By Tournament Director Michael Rodgers
We had another successful Canadian ASL Open. Attendance was up over last year, with a high of 18 players on Saturday. We had some new faces mixed in with the familiar ones, which is always a good thing. As usual, we had players from across Canada.
Bill Bird was the first to arrive on Thursday afternoon. I had pre-arranged to meet him to show him some of the sights of Montreal. Luckily, his heart held up when we climbed Mount Royal for the spectacular view of the city. Ray Woloszyn (whose last name I can now spell) and Marcus Leja met us in the hotel lobby around 7:30. Local player Bruno L’Archeveque also joined us. We went out for food and drink and a lot of ASL and non-ASL conversation. I enjoyed myself a lot. It is always nice to have some time to be sociable at a tournament.
I knew that no one would have an easy time winning the tournament because we had three excellent players: Ray Woloszyn, John McDiarmid and Adrian Earle. Our tournament is based on points, so every round counts, even if you become the last undefeated player before the final round.
Adrian beat John in the third round, which lead to a match between Adrian and Ray as the last two undefeated players in the fourth round. Ray won the match as the Poles in a playing of FrF2, Maczek Fire Brigade.
One of the things I like best about the Canadian ASL Open, is that the points system we use means that there are no useless rounds. Ray needed to play the fifth round; winning would guarantee top spot. Losing would open the door to any 4 and 1 player taking the championship based on how many points they picked up from the opponents that they had defeated.
In round 5, the best 3 and 1 player, against which Ray had not yet played, was John McDiarmid. John won as the Russians in AP23, Agony At Arnautovo, but Ray still ended up as the top point getter to win the tournament.
The mini-tournament, which featured VotG scenarios and RB scenarios, was a single elimination tournament won by Jean-Pierre Raymond.

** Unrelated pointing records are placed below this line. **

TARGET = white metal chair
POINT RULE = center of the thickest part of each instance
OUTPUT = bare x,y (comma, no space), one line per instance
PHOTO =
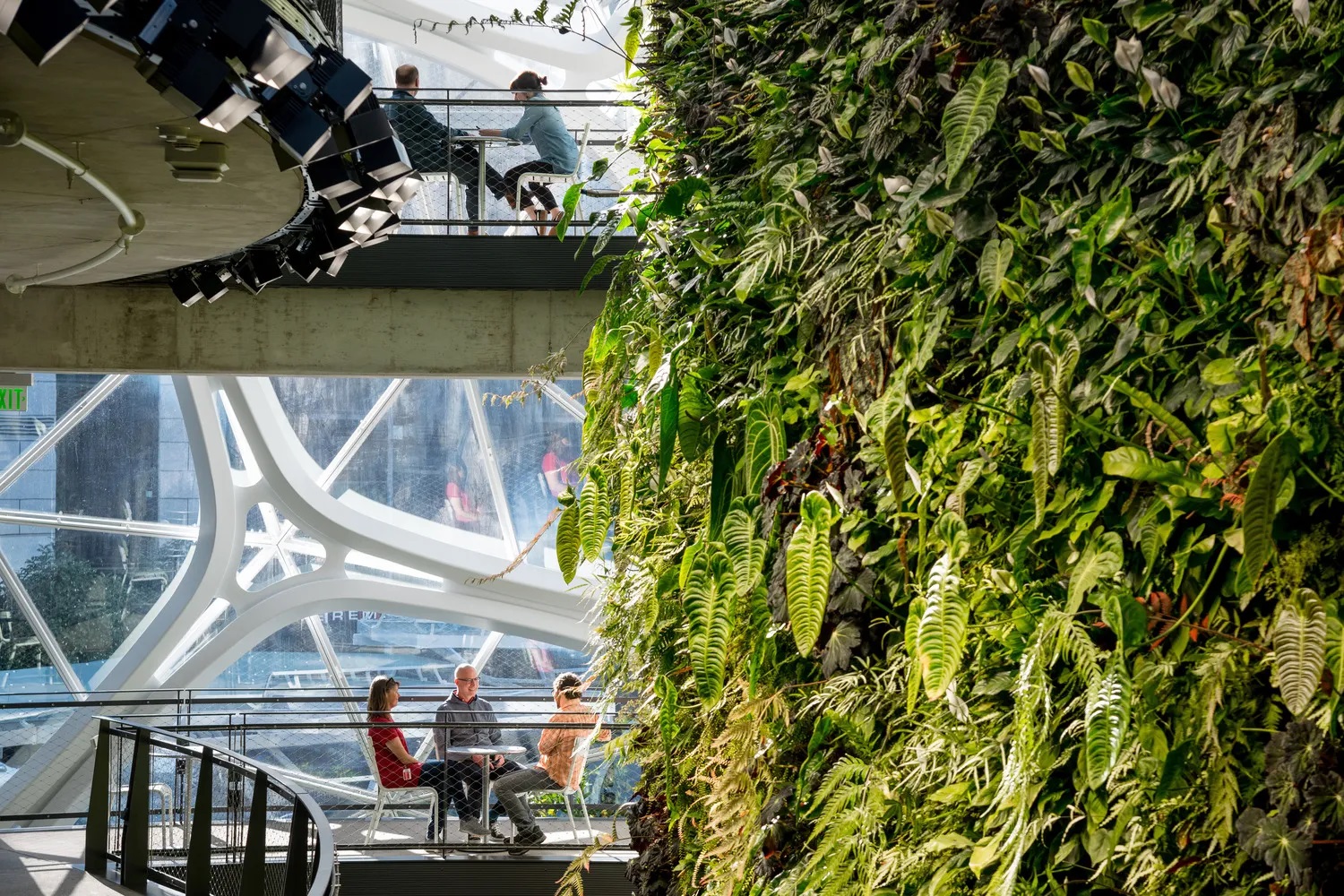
575,785
553,177
454,187
392,797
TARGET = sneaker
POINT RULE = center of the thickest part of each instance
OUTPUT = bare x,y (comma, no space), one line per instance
530,837
472,826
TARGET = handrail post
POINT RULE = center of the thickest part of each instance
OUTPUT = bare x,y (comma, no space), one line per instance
202,829
296,866
134,837
254,850
96,823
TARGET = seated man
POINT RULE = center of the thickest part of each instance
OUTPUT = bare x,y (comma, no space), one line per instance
464,774
426,142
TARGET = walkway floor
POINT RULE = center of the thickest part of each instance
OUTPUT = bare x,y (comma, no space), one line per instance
40,863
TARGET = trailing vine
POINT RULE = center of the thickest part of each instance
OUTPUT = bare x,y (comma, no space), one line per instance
970,429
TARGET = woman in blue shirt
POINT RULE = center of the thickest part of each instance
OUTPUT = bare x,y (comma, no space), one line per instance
542,126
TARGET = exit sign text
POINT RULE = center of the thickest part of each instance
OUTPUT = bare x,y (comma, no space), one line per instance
13,400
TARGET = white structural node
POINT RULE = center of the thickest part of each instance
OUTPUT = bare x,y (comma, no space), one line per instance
433,571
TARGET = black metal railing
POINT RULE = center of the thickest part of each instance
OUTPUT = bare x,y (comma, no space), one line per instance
206,836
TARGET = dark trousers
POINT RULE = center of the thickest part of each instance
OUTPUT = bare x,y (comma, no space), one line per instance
539,193
464,783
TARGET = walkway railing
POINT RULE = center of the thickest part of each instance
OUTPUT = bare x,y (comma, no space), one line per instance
212,834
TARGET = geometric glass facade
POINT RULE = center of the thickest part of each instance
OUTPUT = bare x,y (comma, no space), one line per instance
161,544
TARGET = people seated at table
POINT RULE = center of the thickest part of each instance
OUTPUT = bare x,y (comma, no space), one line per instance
427,144
558,463
459,506
542,126
397,767
558,767
452,720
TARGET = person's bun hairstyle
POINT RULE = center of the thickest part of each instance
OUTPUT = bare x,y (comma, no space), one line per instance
529,81
569,685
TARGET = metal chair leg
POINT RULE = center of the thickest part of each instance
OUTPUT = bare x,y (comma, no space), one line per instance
569,810
374,820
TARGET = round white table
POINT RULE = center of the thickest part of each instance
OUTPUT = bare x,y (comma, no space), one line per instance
481,142
486,753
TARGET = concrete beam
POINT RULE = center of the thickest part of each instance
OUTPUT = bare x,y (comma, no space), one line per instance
320,332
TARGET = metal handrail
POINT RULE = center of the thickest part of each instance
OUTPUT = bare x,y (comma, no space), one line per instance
134,856
190,700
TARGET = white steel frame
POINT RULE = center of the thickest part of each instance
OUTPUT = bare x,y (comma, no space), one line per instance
171,649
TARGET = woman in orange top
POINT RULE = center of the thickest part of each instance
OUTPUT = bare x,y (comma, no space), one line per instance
558,767
397,767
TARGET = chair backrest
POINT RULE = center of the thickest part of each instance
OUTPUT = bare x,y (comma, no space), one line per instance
578,166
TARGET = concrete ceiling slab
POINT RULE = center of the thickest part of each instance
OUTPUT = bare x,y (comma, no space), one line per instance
90,102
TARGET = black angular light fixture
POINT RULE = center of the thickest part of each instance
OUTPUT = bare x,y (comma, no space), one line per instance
222,61
257,268
40,29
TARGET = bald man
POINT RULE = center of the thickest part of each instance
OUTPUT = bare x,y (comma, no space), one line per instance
426,142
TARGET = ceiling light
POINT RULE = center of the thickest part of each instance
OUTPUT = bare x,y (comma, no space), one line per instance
193,284
271,54
341,85
384,159
303,261
202,85
257,269
332,177
298,131
42,27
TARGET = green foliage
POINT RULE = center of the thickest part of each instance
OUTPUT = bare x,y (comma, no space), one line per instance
1021,325
808,578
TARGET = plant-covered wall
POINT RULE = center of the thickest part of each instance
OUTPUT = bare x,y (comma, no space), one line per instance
970,426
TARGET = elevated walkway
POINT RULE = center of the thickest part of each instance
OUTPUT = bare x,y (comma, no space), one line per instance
411,306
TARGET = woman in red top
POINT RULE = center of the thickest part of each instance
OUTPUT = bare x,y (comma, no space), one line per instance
397,767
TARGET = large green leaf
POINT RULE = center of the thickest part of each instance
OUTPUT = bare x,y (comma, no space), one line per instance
668,413
594,514
1104,557
765,440
1039,460
994,266
1300,634
722,468
943,627
693,410
1142,402
1107,720
745,549
709,608
567,544
808,571
972,112
1258,508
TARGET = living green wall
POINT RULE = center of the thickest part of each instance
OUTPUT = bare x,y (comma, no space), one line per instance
970,430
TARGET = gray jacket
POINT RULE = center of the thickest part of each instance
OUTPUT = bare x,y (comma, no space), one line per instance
459,711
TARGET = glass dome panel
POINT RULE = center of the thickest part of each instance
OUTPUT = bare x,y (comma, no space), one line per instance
128,460
94,587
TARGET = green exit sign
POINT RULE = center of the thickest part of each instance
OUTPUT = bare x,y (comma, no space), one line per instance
13,400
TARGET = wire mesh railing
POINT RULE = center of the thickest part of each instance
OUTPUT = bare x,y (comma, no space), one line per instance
320,739
201,820
500,166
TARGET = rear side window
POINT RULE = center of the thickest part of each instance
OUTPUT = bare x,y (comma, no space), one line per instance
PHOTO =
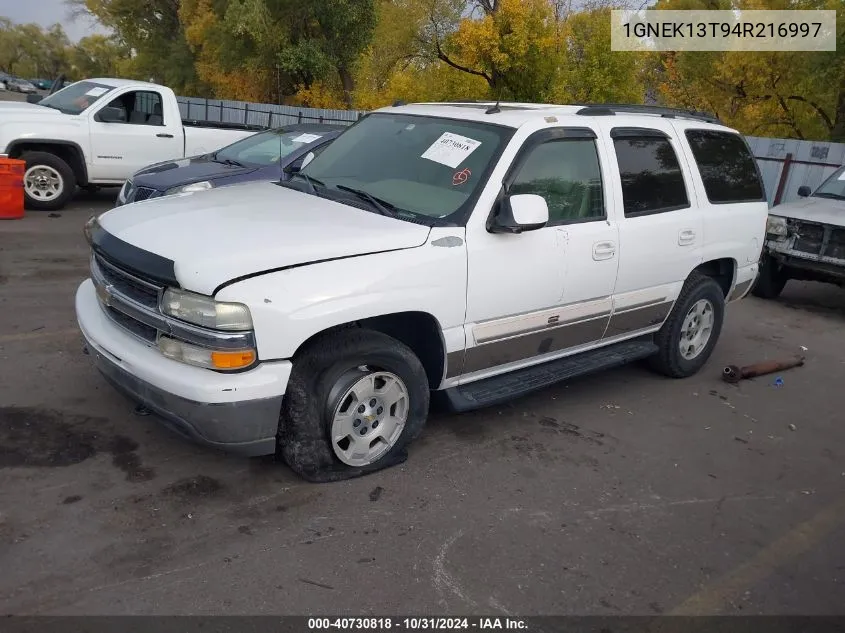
727,167
652,181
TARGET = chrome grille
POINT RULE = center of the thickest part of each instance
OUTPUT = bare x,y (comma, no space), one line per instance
141,330
132,303
835,246
144,292
810,238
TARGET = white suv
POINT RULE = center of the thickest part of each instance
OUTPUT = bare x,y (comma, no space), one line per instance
477,250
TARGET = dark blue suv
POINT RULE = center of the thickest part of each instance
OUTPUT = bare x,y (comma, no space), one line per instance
269,155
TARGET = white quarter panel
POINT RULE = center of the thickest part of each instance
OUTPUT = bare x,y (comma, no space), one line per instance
290,306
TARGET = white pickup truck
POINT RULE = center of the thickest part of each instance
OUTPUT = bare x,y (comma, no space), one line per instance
100,132
476,251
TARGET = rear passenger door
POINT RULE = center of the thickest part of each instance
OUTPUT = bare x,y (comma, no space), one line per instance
660,224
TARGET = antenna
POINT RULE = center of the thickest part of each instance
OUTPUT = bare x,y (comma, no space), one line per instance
495,109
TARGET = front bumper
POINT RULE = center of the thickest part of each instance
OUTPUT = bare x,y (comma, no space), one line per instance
812,266
235,412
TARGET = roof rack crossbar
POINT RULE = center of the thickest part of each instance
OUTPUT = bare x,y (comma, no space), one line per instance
606,109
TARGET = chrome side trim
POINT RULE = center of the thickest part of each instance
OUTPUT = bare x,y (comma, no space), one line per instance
633,320
192,334
541,320
538,343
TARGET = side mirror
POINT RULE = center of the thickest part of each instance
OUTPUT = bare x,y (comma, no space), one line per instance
110,114
519,213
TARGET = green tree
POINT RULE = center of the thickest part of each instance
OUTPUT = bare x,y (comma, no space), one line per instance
98,56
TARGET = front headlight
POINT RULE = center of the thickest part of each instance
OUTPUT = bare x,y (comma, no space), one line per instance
202,357
194,186
205,311
776,226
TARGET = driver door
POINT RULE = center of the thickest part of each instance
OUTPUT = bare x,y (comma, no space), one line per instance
147,135
534,295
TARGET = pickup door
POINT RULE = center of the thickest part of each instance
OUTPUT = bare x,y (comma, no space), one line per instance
151,132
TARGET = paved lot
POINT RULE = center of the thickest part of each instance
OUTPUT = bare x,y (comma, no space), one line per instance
620,493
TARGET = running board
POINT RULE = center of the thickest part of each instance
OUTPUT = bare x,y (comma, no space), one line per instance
502,388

We intended the mini to be three rounds, but the other undefeated player, Ken Young, was unable to stay for the third round.
Multi-man Publishing supplied two prizes to us: Action Pack 3 “Few Returned” and Action Pack 4 “Normandy 1944”.
The Canadian ASL Association supplied plaques for the mini winner and the top three finishers of the main tournament. All plaque winners had their choice of an MMP prize or a CASLO souvenir.